Radiation Dose from Single-Heartbeat Coronary CT Angiography Performed with a 320-Detector Row Volume Scanner

Andrew J. Einstein, MD, PhD Carl D. Elliston, MA Andrew E.Arai, MD Marcus Y. Chen, MD Richard Mather, PhD Gregory D. N. Pearson, MD, PhD Robert L. DeLaPaz, MD Edward Nickoloff, DSc Ajoy Dutta, MS David J. Brenner, PhD, DSc

Purpose: To determine radiation doses from coronary computed tomographic (CT) angiography performed by using a 320-detector row volume scanner and evaluate how the effective dose depends on scan mode and the calculation method used.

Materials and Methods: Radiation doses from coronary CT angiography performed by using a volume scanner were determined by using metal-oxide-semiconductor field-effect transistor detectors posi­tioned in an anthropomorphic phantom physically and ra-diographically simulating a male or female human. Organ and effective doses were determined for six scan modes, including both 64-row helical and 280-row volume scans. Effective doses were compared with estimates based on the method most commonly used in clinical literature: multiplying dose-length product (DLP) by a general con­version coefficient (0.017 or 0.014 mSv.mGy-1.cm-1), determined from Monte Carlo simulations of chest CT by using single-section scanners and previous tissue-weighting factors.

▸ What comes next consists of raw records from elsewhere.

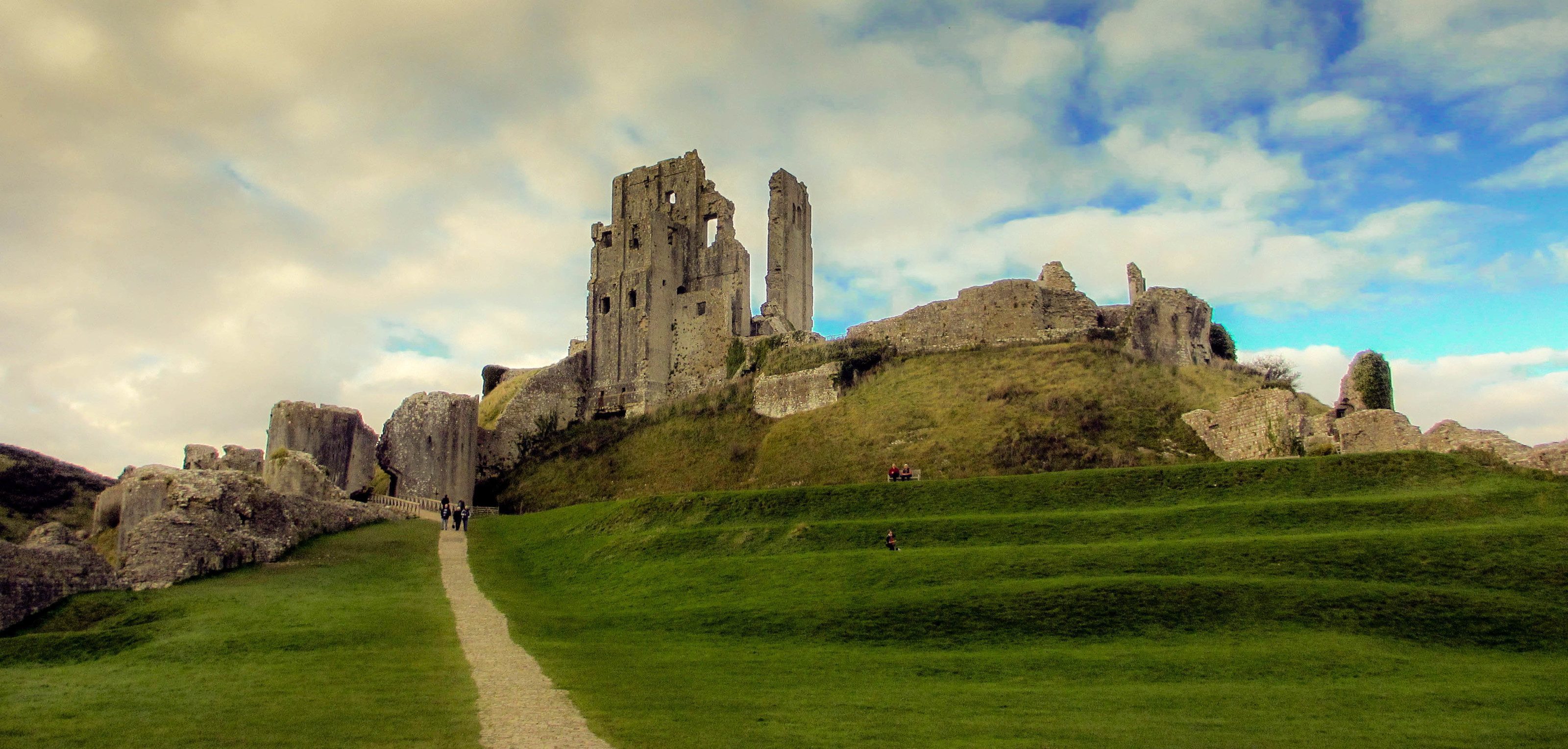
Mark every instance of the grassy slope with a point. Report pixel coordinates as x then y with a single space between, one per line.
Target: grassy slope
960 414
349 642
1402 599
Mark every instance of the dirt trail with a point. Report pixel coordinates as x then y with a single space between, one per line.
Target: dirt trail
519 707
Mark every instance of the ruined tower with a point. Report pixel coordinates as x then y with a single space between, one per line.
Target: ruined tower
789 253
1136 284
668 292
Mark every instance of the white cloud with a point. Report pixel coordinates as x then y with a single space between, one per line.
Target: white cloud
1335 115
1544 170
1521 394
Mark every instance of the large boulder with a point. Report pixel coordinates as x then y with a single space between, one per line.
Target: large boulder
1377 431
201 456
208 521
298 475
51 565
336 436
1169 326
430 446
1255 425
1448 436
551 397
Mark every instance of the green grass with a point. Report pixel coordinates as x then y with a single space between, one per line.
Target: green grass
1405 599
978 413
349 642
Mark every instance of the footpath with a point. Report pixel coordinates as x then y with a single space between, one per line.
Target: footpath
519 707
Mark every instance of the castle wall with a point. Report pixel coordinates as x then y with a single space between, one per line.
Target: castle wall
789 253
1001 312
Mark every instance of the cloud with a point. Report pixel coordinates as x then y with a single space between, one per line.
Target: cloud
1544 170
1521 394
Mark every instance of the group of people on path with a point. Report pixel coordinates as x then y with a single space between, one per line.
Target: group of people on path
459 516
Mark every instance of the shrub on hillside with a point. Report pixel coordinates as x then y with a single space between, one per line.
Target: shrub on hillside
1374 380
1222 344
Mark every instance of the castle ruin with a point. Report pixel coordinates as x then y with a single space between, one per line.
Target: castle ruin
670 286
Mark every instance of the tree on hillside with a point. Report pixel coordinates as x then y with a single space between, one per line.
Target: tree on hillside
1221 342
1277 371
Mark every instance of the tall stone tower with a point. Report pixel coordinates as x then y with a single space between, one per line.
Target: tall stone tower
789 253
670 289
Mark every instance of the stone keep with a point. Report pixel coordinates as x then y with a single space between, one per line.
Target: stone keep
789 253
430 444
336 436
670 289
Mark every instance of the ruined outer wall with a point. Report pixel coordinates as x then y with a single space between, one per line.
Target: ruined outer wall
1001 312
780 396
429 446
789 251
1256 425
336 436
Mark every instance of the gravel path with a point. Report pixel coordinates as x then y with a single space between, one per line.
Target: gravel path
519 707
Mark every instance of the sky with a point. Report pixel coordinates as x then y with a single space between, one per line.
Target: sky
208 207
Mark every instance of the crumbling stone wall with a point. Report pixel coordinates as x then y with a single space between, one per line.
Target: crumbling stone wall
664 301
201 456
1001 312
789 253
336 436
780 396
1261 424
553 396
1377 431
1448 436
430 446
51 565
1169 326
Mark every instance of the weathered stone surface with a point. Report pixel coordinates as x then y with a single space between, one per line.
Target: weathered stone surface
1551 456
789 287
1169 326
1056 278
336 436
51 565
1377 431
553 396
1136 284
298 475
1001 312
201 456
242 460
430 446
140 494
1350 396
220 519
1261 424
780 396
1448 436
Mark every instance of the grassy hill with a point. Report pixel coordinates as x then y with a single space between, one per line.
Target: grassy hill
347 642
37 489
974 413
1405 599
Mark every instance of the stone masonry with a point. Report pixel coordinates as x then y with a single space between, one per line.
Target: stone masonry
430 444
789 253
780 396
336 436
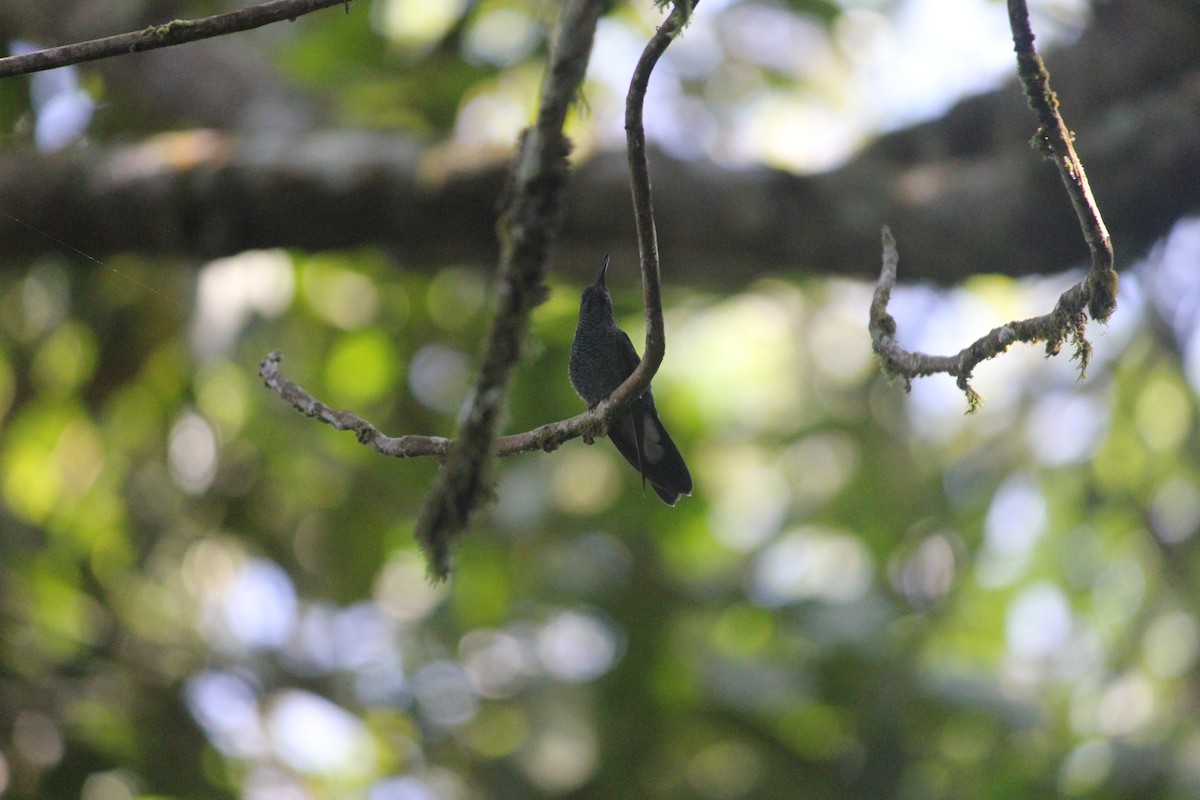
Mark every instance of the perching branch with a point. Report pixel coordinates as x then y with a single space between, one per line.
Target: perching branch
1095 295
529 218
178 31
545 438
529 221
643 209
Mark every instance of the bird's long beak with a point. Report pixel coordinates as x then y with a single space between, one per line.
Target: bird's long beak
604 271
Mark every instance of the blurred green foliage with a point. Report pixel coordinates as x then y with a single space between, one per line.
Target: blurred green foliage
205 594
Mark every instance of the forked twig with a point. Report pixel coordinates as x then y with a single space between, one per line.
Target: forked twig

Results: Effective dose was reduced by up to 91% with volume scanning relative to helical scanning, with similar image noise. Effective dose, determined by using International Commission on Radiological Protection publication 103 tissue-weighting factors, was 8.2 mSv, using volume scan­ning with exposure permitting a wide reconstruction win­dow, 5.8 mSv with optimized exposure and 4.4 mSv for op­timized 100-kVp scanning. Estimating effective dose with a chest conversion coefficient resulted in a dose as low as 1.8 mSv, substantially underestimating effective dose for both volume and helical coronary CT angiography.

Conclusion:Volume scanning markedly decreases coronary CT an­giography radiation doses compared with those at helical scanning. When conversion coefficients are used to esti­mate effective dose from DLP, they should be appropriate for the scanner and scan mode used and reflect current tissue-weighting factors.